Ini sama halnya dengan mengapa kucing jadi populer. Anjing bisa dengan mudah ditebak karena mereka bisa dilatih. Hal itu tidak berlaku untuk kucing karena hewan satu ini jauh lebih independen ketimbang anjing. Mereka lebih sesukanya sendiri dan lebih sering bertingkah "di luar nurul" sehingga kita, sebagai manusia, lebih tergugah untuk menebak apa yang mereka pikirkan.
Tentu saja, kita akan sering kali gagal menebak apa yang dipikirkan para hewan tersebut karena motif mereka dalam bertindak jauh lebih sederhana. Sebagai manusia, kita memiliki terlalu banyak pertimbangan dalam bertindak dan lumrahnya bakal memilih opsi yang paling logis. Namun, tidak dengan para hewan. Mereka, di kebanyakan waktu, melakukan sesuatu sesederhana karena mereka ingin melakukannya.
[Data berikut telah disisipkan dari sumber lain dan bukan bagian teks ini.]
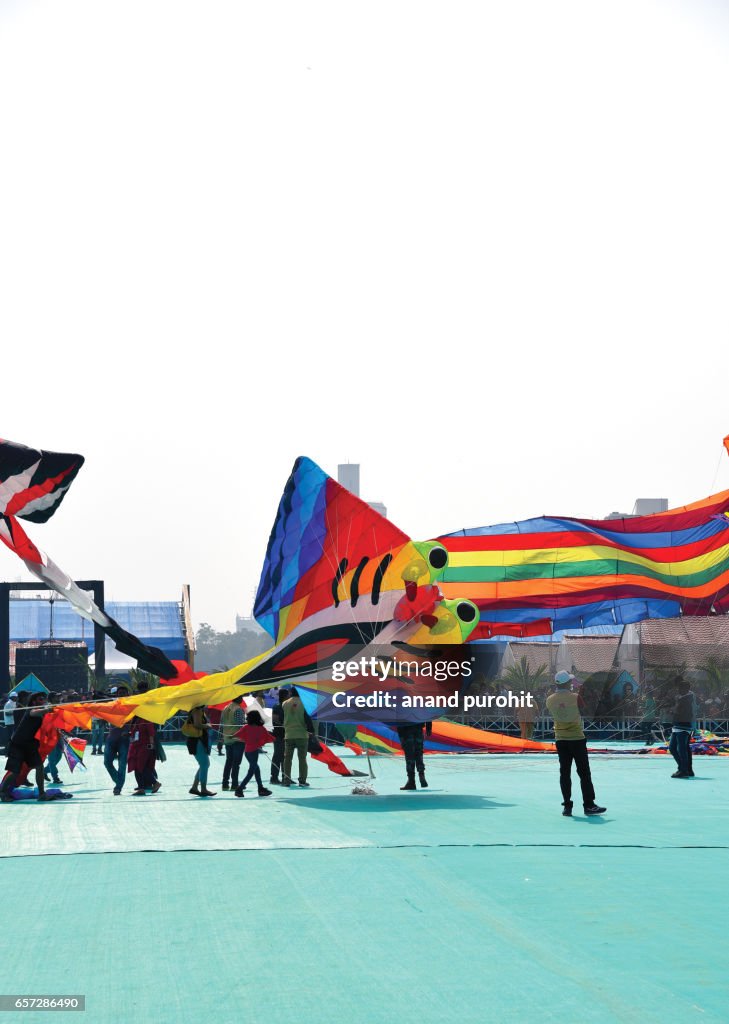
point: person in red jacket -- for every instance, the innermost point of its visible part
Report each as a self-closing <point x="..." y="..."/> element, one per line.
<point x="255" y="735"/>
<point x="142" y="755"/>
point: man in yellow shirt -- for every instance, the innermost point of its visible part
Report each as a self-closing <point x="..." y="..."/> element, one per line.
<point x="564" y="707"/>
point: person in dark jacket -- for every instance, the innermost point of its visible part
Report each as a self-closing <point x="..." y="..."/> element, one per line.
<point x="411" y="737"/>
<point x="683" y="716"/>
<point x="279" y="734"/>
<point x="24" y="749"/>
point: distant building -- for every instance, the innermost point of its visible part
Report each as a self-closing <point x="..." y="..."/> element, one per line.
<point x="648" y="506"/>
<point x="247" y="624"/>
<point x="643" y="506"/>
<point x="348" y="476"/>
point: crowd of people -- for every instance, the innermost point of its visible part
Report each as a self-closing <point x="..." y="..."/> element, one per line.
<point x="135" y="745"/>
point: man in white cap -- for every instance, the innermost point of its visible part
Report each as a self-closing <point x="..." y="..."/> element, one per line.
<point x="564" y="708"/>
<point x="9" y="717"/>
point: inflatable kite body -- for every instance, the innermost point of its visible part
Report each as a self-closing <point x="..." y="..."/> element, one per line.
<point x="33" y="483"/>
<point x="540" y="576"/>
<point x="340" y="578"/>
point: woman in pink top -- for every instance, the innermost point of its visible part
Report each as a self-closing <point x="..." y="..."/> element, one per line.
<point x="255" y="735"/>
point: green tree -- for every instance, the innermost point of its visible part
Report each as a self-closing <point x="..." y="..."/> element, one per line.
<point x="217" y="651"/>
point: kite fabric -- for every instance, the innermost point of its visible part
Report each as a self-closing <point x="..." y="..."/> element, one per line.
<point x="338" y="574"/>
<point x="582" y="572"/>
<point x="448" y="737"/>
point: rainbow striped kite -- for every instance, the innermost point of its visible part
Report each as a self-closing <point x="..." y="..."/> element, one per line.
<point x="544" y="574"/>
<point x="448" y="737"/>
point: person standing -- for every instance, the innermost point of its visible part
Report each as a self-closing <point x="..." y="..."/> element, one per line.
<point x="9" y="708"/>
<point x="571" y="745"/>
<point x="297" y="726"/>
<point x="412" y="741"/>
<point x="230" y="721"/>
<point x="198" y="735"/>
<point x="683" y="716"/>
<point x="255" y="735"/>
<point x="279" y="734"/>
<point x="142" y="755"/>
<point x="117" y="747"/>
<point x="24" y="749"/>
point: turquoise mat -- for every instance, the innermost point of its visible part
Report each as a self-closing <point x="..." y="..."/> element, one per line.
<point x="471" y="901"/>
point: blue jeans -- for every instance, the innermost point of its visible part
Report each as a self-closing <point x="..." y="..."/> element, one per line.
<point x="203" y="759"/>
<point x="96" y="734"/>
<point x="233" y="757"/>
<point x="679" y="748"/>
<point x="117" y="749"/>
<point x="253" y="769"/>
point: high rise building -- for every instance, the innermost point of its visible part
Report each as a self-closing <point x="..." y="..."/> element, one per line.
<point x="348" y="476"/>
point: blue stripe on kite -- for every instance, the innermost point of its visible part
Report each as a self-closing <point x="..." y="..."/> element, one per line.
<point x="619" y="612"/>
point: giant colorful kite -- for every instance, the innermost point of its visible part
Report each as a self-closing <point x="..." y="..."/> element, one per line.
<point x="338" y="574"/>
<point x="550" y="573"/>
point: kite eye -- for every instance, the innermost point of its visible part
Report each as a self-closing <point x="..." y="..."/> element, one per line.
<point x="466" y="611"/>
<point x="437" y="557"/>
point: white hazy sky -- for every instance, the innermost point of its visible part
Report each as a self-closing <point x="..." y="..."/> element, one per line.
<point x="481" y="248"/>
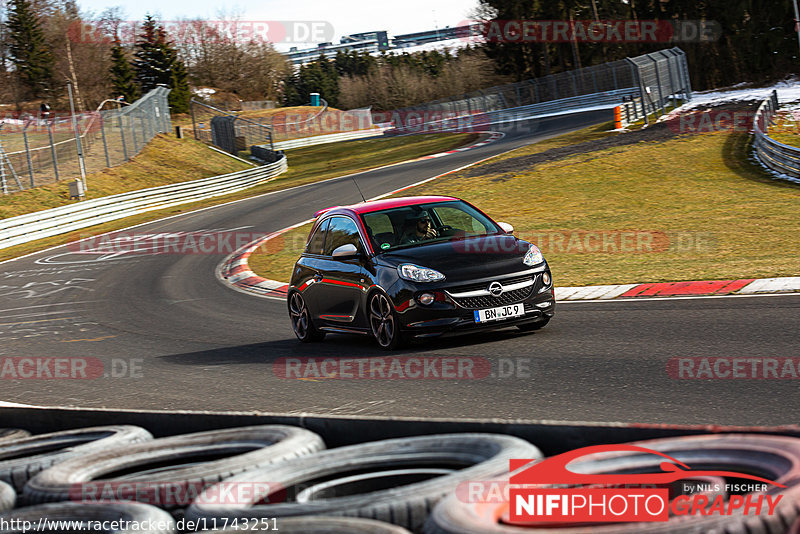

Ada kemurnian tersendiri dalam konten-konten hewan dan ini menjadi penyegar di tengah maraknya konten dan berita yang bikin kita naik pitam. Di tengah banyaknya konten soal kekurangajaran para pejabat, kebejatan Israel, dan semacamnya, konten hewan yang lucu menjadi oase yang membuat kita, para penjelajah internet, bisa beristirahat sejenak sebelum akhirnya dihadapkan kembali pada realitas yang semakin lama semakin mengerikan.